Finerenone for HFrEF: Limited Role Based on Current Evidence
Finerenone is NOT currently recommended for standard HFrEF treatment, as established guidelines prioritize traditional mineralocorticoid receptor antagonists (spironolactone and eplerenone) for this indication. 1 However, emerging evidence suggests finerenone may have a role in specific HFrEF populations, particularly those with concomitant type 2 diabetes and chronic kidney disease.

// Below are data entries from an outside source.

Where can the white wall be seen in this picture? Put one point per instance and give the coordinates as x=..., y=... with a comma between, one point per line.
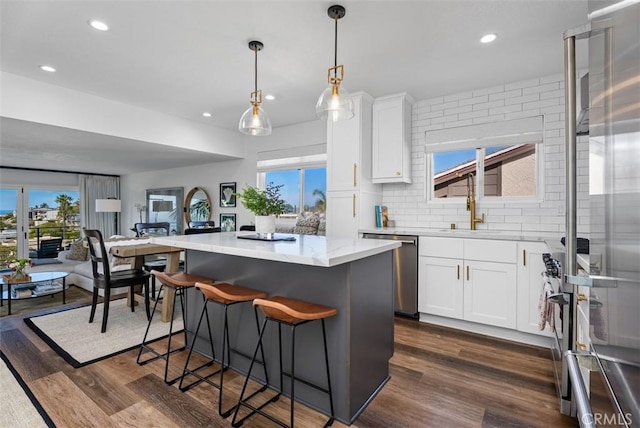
x=39, y=179
x=406, y=202
x=34, y=101
x=542, y=96
x=210, y=176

Current Guideline-Directed Therapy for HFrEF
The 2016 ESC guidelines establish the standard approach for HFrEF management:
- Spironolactone or eplerenone are the recommended MRAs for all symptomatic patients with HFrEF and LVEF ≤35% (despite treatment with ACE inhibitor and beta-blocker) to reduce mortality and heart failure hospitalization 1
- These traditional MRAs have Class I recommendation based on landmark trials (RALES, EPHESUS, EMPHASIS-HF) that demonstrated significant mortality reduction 1
- Finerenone is notably absent from established HFrEF treatment algorithms 1
Emerging Role: Specific Patient Populations
Type 2 Diabetes with CKD and Heart Failure
Finerenone should be considered in patients with type 2 diabetes, CKD with albuminuria, and heart failure (including HFrEF) who are already on maximum tolerated ACE inhibitor/ARB therapy:
- The 2024 ADA guidelines recommend finerenone for patients with type 2 diabetes and CKD with albuminuria, noting it reduces heart failure hospitalization by 29% (HR 0.71,95% CI 0.56-0.90) 1, 2
- Finerenone reduced composite cardiovascular outcomes (CV death, nonfatal MI, nonfatal stroke, or HF hospitalization) by 13% in the FIGARO-DKD trial 1
- A prespecified subgroup analysis revealed that in individuals without symptomatic HFrEF, finerenone reduces the risk for new-onset heart failure 1
Dosing and Initiation Criteria
For eligible patients with type 2 diabetes and CKD:
- Serum potassium must be <4.8 mmol/L before initiation 1, 3, 2
- eGFR must be ≥25 mL/min/1.73 m² 1, 3
- Start with 10 mg once daily if eGFR 25-60 mL/min/1.73 m², or 20 mg once daily if eGFR >60 mL/min/1.73 m² 1, 3, 2
- Uptitrate to 20 mg daily after 4 weeks if potassium remains <4.8 mmol/L 3
Therapeutic Positioning in HFrEF
The hierarchy for MRA selection in HFrEF is clear:
- First-line: Spironolactone or eplerenone remain the standard MRAs for HFrEF 1
- Consider finerenone: Only in the specific subset of HFrEF patients with type 2 diabetes and CKD with persistent albuminuria despite maximum tolerated RAS inhibition 3, 2
- SGLT2 inhibitors are prioritized over finerenone for cardiorenal protection in diabetic patients with HFrEF 3
- Combination therapy: Finerenone may be added to RAS inhibitor and SGLT2 inhibitor for complementary cardiorenal protection 3
Safety Monitoring: Critical Considerations
Hyperkalemia is the primary concern requiring vigilant monitoring:
- Hyperkalemia incidence: 10.8-14% with finerenone vs. 5.3-6.9% with placebo 1, 2
- Severe hyperkalemia requiring discontinuation occurs in only 1.2-1.7% of patients 1, 2
- Check potassium at baseline, after 4 weeks, then at 1,4,8, and 12 weeks after any dose adjustment 1, 3
Management of hyperkalemia:
- If potassium >5.5 mmol/L: withhold finerenone and restart at 10 mg daily when potassium ≤5.0 mmol/L 3
- Traditional guidelines recommend halving the MRA dose if potassium >5.5 mmol/L and stopping if >6.0 mmol/L 1
Common Pitfalls to Avoid
Do not substitute finerenone for spironolactone/eplerenone in standard HFrEF patients without the specific indication of concomitant type 2 diabetes and CKD with albuminuria 1, 3
Do not initiate finerenone if:
- Serum potassium is ≥4.8 mmol/L 1, 3
- eGFR is <25 mL/min/1.73 m² 1, 3
- Patient has impaired renal function without careful monitoring plans 1
Remember that adverse events in HFrEF trials are frequently observed (75-85% of patients) but occur at similar rates in placebo groups, suggesting many symptoms reflect the disease state rather than medication effects 1
Future Directions
Recent data from FINEARTS-HF (2024) demonstrated finerenone's efficacy in heart failure with mildly reduced or preserved ejection fraction (HFmrEF/HFpEF), with a rate ratio of 0.84 for the composite outcome of cardiovascular death and total worsening HF events 4, 5. However, this evidence does not yet translate to guideline recommendations for standard HFrEF, where spironolactone and eplerenone remain the established MRAs of choice.